Abschnitt 2 - 2 Begriffsbestimmungen
Persönliche Schutzausrüstung gegen die thermischen Auswirkungen eines Störlichtbogens PSAgS
Als Persönliche Schutzausrüstung gegen die thermischen Auswirkungen eines Störlichtbogens (PSAgS) gilt jedes Mittel, das dazu bestimmt ist, von einer Person getragen oder gehalten zu werden und das diese Person gegen die thermischen Gefahren eines Störlichtbogens schützen soll.
Arbeiten
Jede Form elektrotechnischer oder nichtelektrotechnischer Tätigkeit, bei der die Möglichkeit einer elektrischen Gefährdung besteht.
Arbeiten unter Spannung AuS
Jede Arbeit, bei der eine Person bewusst mit Körperteilen oder Werkzeugen, Ausrüstungen oder Vorrichtungen unter Spannung stehende Teile berührt oder in die Gefahrenzone nach VDE 0105-100 gelangt.
Arbeiten in der Nähe unter Spannung stehender Teile
Alle Arbeiten, bei denen eine Person mit Körperteilen, Werkzeug oder anderen Gegenständen in die Annäherungszone nach VDE 0105-100 gelangt, ohne die Gefahrenzone nach VDE 0105-100 zu erreichen.
Arbeitsabstand a
Abstand zwischen Störlichtbogen und dem Körper der Person (Oberkörper), der bei Arbeitshandlungen im betrachteten Arbeitsumfeld wirksam wird.
Anmerkung 1 zum Begriff:
Der Arbeitsabstand wird in mm angegeben.
Äquivalente Lichtbogenenergie
Schutzpegel der PSAgS WLBS, der sich bei konkretem Arbeitsabstand a und Transmissionsfaktor kT aus dem Prüfpegel WLBP ergibt.
Anmerkung 1 zum Begriff:
Die äquivalente Lichtbogenenergie wird in kJ oder kWs angegeben.
Anmerkung 2 zum Begriff:
Die äquivalente Lichtbogenenergie wurde in der Ausgabe 2012 dieser DGUV Information mit WLBäbezeichnet.

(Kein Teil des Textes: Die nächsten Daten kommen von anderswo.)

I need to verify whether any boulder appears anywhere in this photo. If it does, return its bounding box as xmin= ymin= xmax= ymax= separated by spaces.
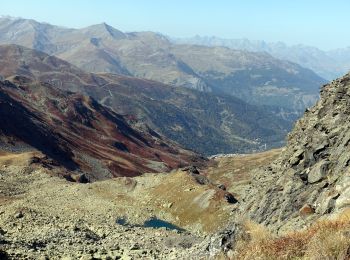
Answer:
xmin=307 ymin=160 xmax=330 ymax=184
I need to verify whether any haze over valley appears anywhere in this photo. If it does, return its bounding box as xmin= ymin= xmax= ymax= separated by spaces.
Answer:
xmin=0 ymin=0 xmax=350 ymax=260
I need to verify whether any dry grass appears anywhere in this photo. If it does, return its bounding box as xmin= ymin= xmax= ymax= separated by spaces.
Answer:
xmin=207 ymin=149 xmax=282 ymax=197
xmin=232 ymin=210 xmax=350 ymax=260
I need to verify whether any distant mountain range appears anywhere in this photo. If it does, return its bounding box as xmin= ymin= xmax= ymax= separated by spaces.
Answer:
xmin=0 ymin=18 xmax=326 ymax=115
xmin=0 ymin=45 xmax=291 ymax=155
xmin=169 ymin=36 xmax=350 ymax=80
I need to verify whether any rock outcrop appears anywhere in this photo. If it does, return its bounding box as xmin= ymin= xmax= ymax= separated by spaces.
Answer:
xmin=242 ymin=74 xmax=350 ymax=231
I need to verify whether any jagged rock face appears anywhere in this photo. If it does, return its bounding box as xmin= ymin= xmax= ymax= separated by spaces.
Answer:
xmin=243 ymin=74 xmax=350 ymax=234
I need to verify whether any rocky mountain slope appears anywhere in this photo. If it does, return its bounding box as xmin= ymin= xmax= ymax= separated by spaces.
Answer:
xmin=0 ymin=45 xmax=296 ymax=155
xmin=243 ymin=71 xmax=350 ymax=232
xmin=0 ymin=18 xmax=324 ymax=113
xmin=0 ymin=151 xmax=236 ymax=260
xmin=171 ymin=36 xmax=350 ymax=80
xmin=0 ymin=76 xmax=204 ymax=182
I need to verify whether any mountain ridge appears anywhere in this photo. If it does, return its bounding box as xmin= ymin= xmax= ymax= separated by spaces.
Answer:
xmin=0 ymin=45 xmax=291 ymax=155
xmin=0 ymin=16 xmax=325 ymax=114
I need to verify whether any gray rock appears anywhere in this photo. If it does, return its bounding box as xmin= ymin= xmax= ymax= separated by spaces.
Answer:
xmin=307 ymin=161 xmax=330 ymax=184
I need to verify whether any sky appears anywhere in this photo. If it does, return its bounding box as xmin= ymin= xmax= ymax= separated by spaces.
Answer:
xmin=0 ymin=0 xmax=350 ymax=50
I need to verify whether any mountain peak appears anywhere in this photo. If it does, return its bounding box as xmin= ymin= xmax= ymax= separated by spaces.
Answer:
xmin=83 ymin=22 xmax=126 ymax=39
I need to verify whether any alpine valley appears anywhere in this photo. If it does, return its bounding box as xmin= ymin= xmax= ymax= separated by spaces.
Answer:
xmin=0 ymin=14 xmax=350 ymax=260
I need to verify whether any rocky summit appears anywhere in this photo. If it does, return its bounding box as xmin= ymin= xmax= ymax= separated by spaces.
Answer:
xmin=243 ymin=74 xmax=350 ymax=232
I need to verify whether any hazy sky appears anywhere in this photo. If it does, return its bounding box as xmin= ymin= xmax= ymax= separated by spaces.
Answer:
xmin=0 ymin=0 xmax=350 ymax=49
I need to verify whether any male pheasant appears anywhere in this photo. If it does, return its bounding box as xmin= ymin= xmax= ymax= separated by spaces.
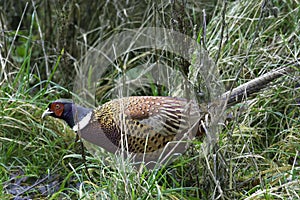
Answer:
xmin=42 ymin=64 xmax=292 ymax=166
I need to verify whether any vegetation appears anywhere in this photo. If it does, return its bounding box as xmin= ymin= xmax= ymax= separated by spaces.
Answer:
xmin=0 ymin=0 xmax=300 ymax=199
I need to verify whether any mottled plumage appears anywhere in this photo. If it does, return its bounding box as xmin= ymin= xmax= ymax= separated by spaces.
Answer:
xmin=43 ymin=96 xmax=200 ymax=164
xmin=42 ymin=65 xmax=298 ymax=166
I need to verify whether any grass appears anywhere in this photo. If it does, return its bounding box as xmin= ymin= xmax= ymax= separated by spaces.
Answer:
xmin=0 ymin=0 xmax=300 ymax=199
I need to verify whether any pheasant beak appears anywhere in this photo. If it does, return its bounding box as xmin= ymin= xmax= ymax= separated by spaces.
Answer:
xmin=42 ymin=108 xmax=53 ymax=119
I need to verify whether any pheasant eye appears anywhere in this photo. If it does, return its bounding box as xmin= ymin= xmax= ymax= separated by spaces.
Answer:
xmin=55 ymin=104 xmax=60 ymax=110
xmin=51 ymin=103 xmax=64 ymax=117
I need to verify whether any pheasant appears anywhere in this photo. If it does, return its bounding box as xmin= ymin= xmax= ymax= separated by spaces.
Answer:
xmin=42 ymin=64 xmax=293 ymax=166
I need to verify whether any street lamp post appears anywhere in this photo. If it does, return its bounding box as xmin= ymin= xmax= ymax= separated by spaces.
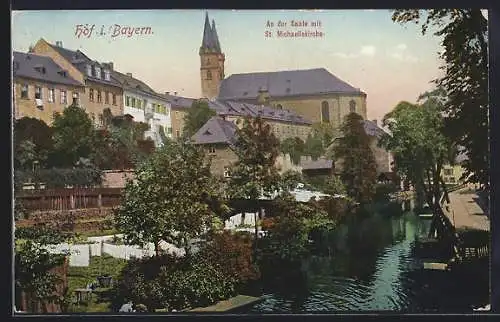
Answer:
xmin=71 ymin=92 xmax=78 ymax=106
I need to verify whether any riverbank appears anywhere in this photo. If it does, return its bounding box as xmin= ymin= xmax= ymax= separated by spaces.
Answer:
xmin=244 ymin=212 xmax=489 ymax=314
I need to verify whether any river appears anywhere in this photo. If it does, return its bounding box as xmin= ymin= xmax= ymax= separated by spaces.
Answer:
xmin=246 ymin=212 xmax=489 ymax=313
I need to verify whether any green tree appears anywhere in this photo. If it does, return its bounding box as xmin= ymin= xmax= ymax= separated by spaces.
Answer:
xmin=115 ymin=142 xmax=226 ymax=255
xmin=14 ymin=117 xmax=54 ymax=168
xmin=51 ymin=105 xmax=94 ymax=167
xmin=380 ymin=95 xmax=455 ymax=206
xmin=92 ymin=109 xmax=149 ymax=169
xmin=230 ymin=117 xmax=280 ymax=200
xmin=334 ymin=113 xmax=377 ymax=204
xmin=183 ymin=100 xmax=216 ymax=138
xmin=392 ymin=9 xmax=490 ymax=185
xmin=304 ymin=133 xmax=326 ymax=160
xmin=15 ymin=227 xmax=69 ymax=313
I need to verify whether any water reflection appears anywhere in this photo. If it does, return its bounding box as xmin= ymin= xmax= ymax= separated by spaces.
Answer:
xmin=249 ymin=213 xmax=488 ymax=313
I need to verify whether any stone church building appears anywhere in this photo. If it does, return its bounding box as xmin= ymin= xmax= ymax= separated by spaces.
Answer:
xmin=199 ymin=13 xmax=367 ymax=128
xmin=199 ymin=13 xmax=392 ymax=173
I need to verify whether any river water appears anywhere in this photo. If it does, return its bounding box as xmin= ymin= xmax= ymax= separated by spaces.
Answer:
xmin=246 ymin=212 xmax=489 ymax=313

Bezogene Lichtbogenleistung kP
Verhältnis der Lichtbogenleistung zur Kurzschlussleistung des elektrischen Netzes am Fehlerort. kP berücksichtigt die physikalischen Größen "Lichtbogenspannung" und "Lichtbogenstrom".
Dauerkurzschlussstrom IkDC
stationärer Wert des Kurzschlussgleichstroms bei metallischem Kurzschluss an der Fehlerstelle.
Anmerkung 1 zum Begriff:
Der Dauerkurzschlussstrom wird in kA angegeben.
Direkte Einwirkenergie Ei0
Je Flächeneinheit einwirkende Wärmeenergie, die vom Störlichtbogen direkt ausgeht.
Anmerkung 1 zum Begriff:
Die direkte Einwirkenergie wird in kJ/m2 oder kWs/m2(cal/cm2) angegeben. 1
Durchgangsenergie Eit
Einwirkenergie, die bei der Lichtbogeneinwirkung die PSAgS durchdringt; Anteil der direkten Einwirkenergie.
Anmerkung 1 zum Begriff:
Die direkte Einwirkenergie wird in kJ/m2 oder kWs/m2(cal/cm2) angegeben. 1
Einwirkenergie Ei
Wärmeenergie (Gesamtwärmemenge), die durch einen elektrischen Lichtbogen in einem Wirkabstand auf einer exponierten Oberfläche wirksam wird.
Anmerkung 1 zum Begriff:
Die direkte Einwirkenergie wird in kJ/m2 oder kWs/m2(cal/cm2) angegeben. 1
Elektrische Anlage
Gesamtheit der elektrischen Betriebsmittel zur Erzeugung, Übertragung, Umwandlung, Verteilung und Anwendung elektrischer Energie.
Elektrodenabstand d
Abstand zwischen den Lichtbogenelektroden.
Anmerkung 1 zum Begriff:
Der Elektrodenabstand wird in mm angegeben.
Kurzschlussdauer tk
Zeitdauer des Kurzschlusses.
Anmerkung 1 zum Begriff:
Die Kurzschlussdauer wird in s angegeben.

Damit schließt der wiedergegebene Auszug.